Over the past few weeks I have discussed several topics surrounding autonomous vehicles and over the years have discussed Uber’s plans to take control of the logistics market whilst at the same time reduce their costs and dependency on humans.
Last November, Uber and Volvo came to an agreement that would see 24,000 Volvo XC90 SUVs join the Uber fleet as autonomous ride sharing cars. Volvo want to dominate this market and this deal which will start in 2019 and run for a couple of years will see them take a good stake in the supplier network surrounding ride-sharing cars. Remember that General Motors acquired Cruise Automation and has a tie up with Lyft, one of Uber’s main competitors.
Volvo call these cars “robotaxis” and are using a new marketing name for the simple taxi service: “ride-hailing”. Uber was born for the purpose of ride-sharing, in other words, a driver was travelling from A to B and shared their car with other like-minded people. They then morphed into more taxi services with drivers cruising the streets looking for someone to share the ride to that persons destination! With a robotaxi, there is no-one to share the ride, so it becomes an automated taxi service.

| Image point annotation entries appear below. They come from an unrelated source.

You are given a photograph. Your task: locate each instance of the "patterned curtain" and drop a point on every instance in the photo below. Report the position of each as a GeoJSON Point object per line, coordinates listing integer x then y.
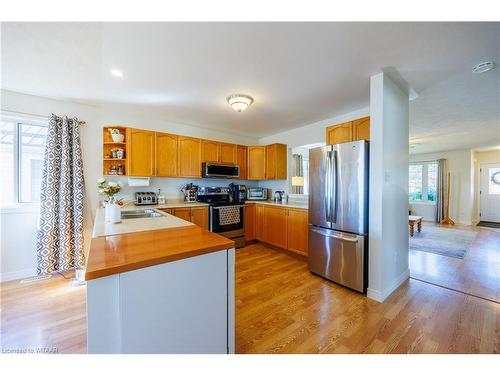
{"type": "Point", "coordinates": [440, 191]}
{"type": "Point", "coordinates": [297, 171]}
{"type": "Point", "coordinates": [60, 233]}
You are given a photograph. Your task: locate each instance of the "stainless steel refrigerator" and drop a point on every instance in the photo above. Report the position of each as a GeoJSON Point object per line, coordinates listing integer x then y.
{"type": "Point", "coordinates": [338, 213]}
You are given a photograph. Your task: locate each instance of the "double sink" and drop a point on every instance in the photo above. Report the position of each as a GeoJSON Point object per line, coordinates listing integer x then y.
{"type": "Point", "coordinates": [140, 214]}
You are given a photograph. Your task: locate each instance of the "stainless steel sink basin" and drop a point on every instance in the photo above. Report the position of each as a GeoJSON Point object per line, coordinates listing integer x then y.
{"type": "Point", "coordinates": [139, 214]}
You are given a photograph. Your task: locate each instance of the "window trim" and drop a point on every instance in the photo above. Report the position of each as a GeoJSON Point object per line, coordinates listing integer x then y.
{"type": "Point", "coordinates": [20, 119]}
{"type": "Point", "coordinates": [425, 182]}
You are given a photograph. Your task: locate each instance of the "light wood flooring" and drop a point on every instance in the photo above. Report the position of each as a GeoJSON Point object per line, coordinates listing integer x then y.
{"type": "Point", "coordinates": [478, 273]}
{"type": "Point", "coordinates": [281, 308]}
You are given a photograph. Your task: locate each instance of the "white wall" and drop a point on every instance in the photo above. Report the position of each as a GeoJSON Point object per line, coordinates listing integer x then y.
{"type": "Point", "coordinates": [20, 256]}
{"type": "Point", "coordinates": [388, 195]}
{"type": "Point", "coordinates": [479, 157]}
{"type": "Point", "coordinates": [305, 135]}
{"type": "Point", "coordinates": [461, 195]}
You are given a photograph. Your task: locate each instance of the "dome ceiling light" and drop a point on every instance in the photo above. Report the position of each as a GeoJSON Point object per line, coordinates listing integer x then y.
{"type": "Point", "coordinates": [239, 102]}
{"type": "Point", "coordinates": [483, 67]}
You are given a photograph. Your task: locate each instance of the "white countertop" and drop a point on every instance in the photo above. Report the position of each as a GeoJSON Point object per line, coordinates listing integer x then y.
{"type": "Point", "coordinates": [290, 204]}
{"type": "Point", "coordinates": [101, 228]}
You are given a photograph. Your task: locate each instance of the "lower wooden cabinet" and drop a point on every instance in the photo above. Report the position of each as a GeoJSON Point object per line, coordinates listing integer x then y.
{"type": "Point", "coordinates": [196, 215]}
{"type": "Point", "coordinates": [283, 227]}
{"type": "Point", "coordinates": [249, 222]}
{"type": "Point", "coordinates": [297, 230]}
{"type": "Point", "coordinates": [275, 226]}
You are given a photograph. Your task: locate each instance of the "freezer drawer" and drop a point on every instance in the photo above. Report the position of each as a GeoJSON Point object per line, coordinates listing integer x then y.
{"type": "Point", "coordinates": [338, 256]}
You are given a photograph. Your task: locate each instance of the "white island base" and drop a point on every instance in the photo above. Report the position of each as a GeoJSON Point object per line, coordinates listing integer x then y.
{"type": "Point", "coordinates": [184, 306]}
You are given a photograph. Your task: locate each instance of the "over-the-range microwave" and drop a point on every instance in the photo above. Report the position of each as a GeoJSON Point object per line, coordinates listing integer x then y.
{"type": "Point", "coordinates": [220, 170]}
{"type": "Point", "coordinates": [257, 194]}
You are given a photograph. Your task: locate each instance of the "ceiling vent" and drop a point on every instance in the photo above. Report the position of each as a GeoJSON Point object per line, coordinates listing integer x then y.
{"type": "Point", "coordinates": [483, 67]}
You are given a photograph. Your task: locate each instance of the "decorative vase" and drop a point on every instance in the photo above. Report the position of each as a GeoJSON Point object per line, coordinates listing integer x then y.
{"type": "Point", "coordinates": [117, 137]}
{"type": "Point", "coordinates": [112, 213]}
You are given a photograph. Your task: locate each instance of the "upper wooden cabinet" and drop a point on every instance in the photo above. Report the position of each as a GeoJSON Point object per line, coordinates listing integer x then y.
{"type": "Point", "coordinates": [228, 153]}
{"type": "Point", "coordinates": [140, 152]}
{"type": "Point", "coordinates": [339, 133]}
{"type": "Point", "coordinates": [166, 155]}
{"type": "Point", "coordinates": [241, 160]}
{"type": "Point", "coordinates": [189, 154]}
{"type": "Point", "coordinates": [256, 163]}
{"type": "Point", "coordinates": [361, 129]}
{"type": "Point", "coordinates": [276, 162]}
{"type": "Point", "coordinates": [349, 131]}
{"type": "Point", "coordinates": [210, 151]}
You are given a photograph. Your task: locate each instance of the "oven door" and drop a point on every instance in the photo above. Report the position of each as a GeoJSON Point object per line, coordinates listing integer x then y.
{"type": "Point", "coordinates": [226, 218]}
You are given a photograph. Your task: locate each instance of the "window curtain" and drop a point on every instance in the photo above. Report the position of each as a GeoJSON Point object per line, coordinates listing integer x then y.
{"type": "Point", "coordinates": [60, 233]}
{"type": "Point", "coordinates": [440, 191]}
{"type": "Point", "coordinates": [297, 170]}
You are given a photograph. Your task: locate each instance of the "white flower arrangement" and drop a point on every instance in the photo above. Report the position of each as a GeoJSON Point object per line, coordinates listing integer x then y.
{"type": "Point", "coordinates": [108, 188]}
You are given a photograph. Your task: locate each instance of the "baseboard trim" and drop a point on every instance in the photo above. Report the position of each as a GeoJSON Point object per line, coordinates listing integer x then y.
{"type": "Point", "coordinates": [380, 296]}
{"type": "Point", "coordinates": [15, 275]}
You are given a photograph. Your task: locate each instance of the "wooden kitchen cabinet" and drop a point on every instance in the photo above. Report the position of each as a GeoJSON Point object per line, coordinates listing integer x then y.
{"type": "Point", "coordinates": [228, 153]}
{"type": "Point", "coordinates": [256, 163]}
{"type": "Point", "coordinates": [340, 133]}
{"type": "Point", "coordinates": [276, 162]}
{"type": "Point", "coordinates": [189, 154]}
{"type": "Point", "coordinates": [140, 152]}
{"type": "Point", "coordinates": [361, 129]}
{"type": "Point", "coordinates": [166, 161]}
{"type": "Point", "coordinates": [249, 222]}
{"type": "Point", "coordinates": [199, 216]}
{"type": "Point", "coordinates": [183, 213]}
{"type": "Point", "coordinates": [241, 160]}
{"type": "Point", "coordinates": [297, 230]}
{"type": "Point", "coordinates": [259, 222]}
{"type": "Point", "coordinates": [275, 226]}
{"type": "Point", "coordinates": [196, 215]}
{"type": "Point", "coordinates": [210, 151]}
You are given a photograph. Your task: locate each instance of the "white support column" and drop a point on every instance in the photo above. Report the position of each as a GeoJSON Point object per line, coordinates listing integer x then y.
{"type": "Point", "coordinates": [388, 236]}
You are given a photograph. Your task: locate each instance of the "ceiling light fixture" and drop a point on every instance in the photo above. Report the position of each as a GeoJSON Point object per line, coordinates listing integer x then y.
{"type": "Point", "coordinates": [483, 67]}
{"type": "Point", "coordinates": [239, 102]}
{"type": "Point", "coordinates": [117, 73]}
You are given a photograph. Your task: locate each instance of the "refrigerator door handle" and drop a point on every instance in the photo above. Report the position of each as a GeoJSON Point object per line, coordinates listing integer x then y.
{"type": "Point", "coordinates": [333, 187]}
{"type": "Point", "coordinates": [336, 236]}
{"type": "Point", "coordinates": [328, 197]}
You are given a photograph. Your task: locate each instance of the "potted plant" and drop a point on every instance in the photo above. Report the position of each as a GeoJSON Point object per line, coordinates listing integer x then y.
{"type": "Point", "coordinates": [116, 135]}
{"type": "Point", "coordinates": [112, 208]}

However, Volvo and Uber are trying to distance themselves from taxi companies by refocusing the name of the service, despite it being identical. Volvo say that the two reasons Uber selected them were safety and speed. Safety, because Volvo’s have had a focus on safety for decades and the speed is relative to time to market. The XC90 , like other models in the fleet are based on what Volvo call “SPA” – a scaleable product architecture and they describe this as a very advanced electrical architecture which means that they can add in many systems very easily – something that has to happen for any level of automation.
Volvo have already supplied 100 cars to Uber for a Pittsburgh based autonomous trial and both parties have said that the new deal is very lucrative. The first cars are being built in Sweden and then production (certainly for the US market) will be transferred to their South Carolina plant. One of the earlier cars being tested was involved in a high profile accident when it was involved in a collision. It was only high profile because the car was in autonomous mode, although the at-fault driver was a human who failed to stop at a junction and whacked the Volvo hard enough to flip it on its side.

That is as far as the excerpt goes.